Man kann sich nicht auf seine Augen verlassen, wenn die Phantasie den Blickpunkt verwischt (Mark Twain):

Aussage der Piraten in der WP am 10.11.2016: "Wenn neben der Verwendung energetisch hochwertiger Baumaterialien, starker Dämmung, hochwertigen Fenstern, Wasser- Wärmepumpen und ausreichend bemessener Solarthermie- und Photovoltaikanlagen auch noch eine Bodenwanne für die Tiefgarage in Biggenähe hinzukomme, müsse man wohl von rund 30 Mio. Euro Baukosten rechnen (...)."
Aussage der Piraten in der WP am 19.01.2017: "Scheibchenweise habe die Verwaltung die Kostenkalkulationen für einen Rathaus-Neubau zwar angepasst.

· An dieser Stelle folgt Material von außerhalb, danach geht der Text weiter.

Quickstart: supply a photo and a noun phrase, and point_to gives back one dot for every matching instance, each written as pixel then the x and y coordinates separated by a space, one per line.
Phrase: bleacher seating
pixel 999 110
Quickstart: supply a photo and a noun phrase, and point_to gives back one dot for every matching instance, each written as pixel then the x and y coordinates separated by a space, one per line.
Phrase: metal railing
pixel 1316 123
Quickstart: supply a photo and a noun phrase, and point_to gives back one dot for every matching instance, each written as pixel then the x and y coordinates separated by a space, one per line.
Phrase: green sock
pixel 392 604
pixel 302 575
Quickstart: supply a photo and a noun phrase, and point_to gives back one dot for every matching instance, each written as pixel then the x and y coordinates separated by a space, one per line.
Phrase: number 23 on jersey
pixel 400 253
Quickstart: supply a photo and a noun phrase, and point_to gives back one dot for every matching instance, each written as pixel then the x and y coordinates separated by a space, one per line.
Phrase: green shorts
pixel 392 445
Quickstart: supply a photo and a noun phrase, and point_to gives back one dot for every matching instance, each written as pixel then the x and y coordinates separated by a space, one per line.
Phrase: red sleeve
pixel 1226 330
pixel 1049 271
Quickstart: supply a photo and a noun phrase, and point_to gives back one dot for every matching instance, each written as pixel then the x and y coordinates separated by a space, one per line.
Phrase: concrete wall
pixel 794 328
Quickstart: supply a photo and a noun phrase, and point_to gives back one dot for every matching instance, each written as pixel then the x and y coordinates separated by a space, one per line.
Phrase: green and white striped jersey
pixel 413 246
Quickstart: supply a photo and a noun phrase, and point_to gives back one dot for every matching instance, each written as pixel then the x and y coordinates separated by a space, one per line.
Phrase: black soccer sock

Aber auch die zuletzt genannte Zahl von rund 19 Millionen Euro wird von den Piraten angezweifelt. Nach wie vor, versichert Piratensprecher Willi Hempelmann, seien Kosten von eher 40 Millionen Euro näher an der Realität."
Aussage der Piraten in der WP am 30.03.2017: "Die Olper Piraten machen darauf aufmerksam, dass der Ratsbeschlusses zum Olper Rath…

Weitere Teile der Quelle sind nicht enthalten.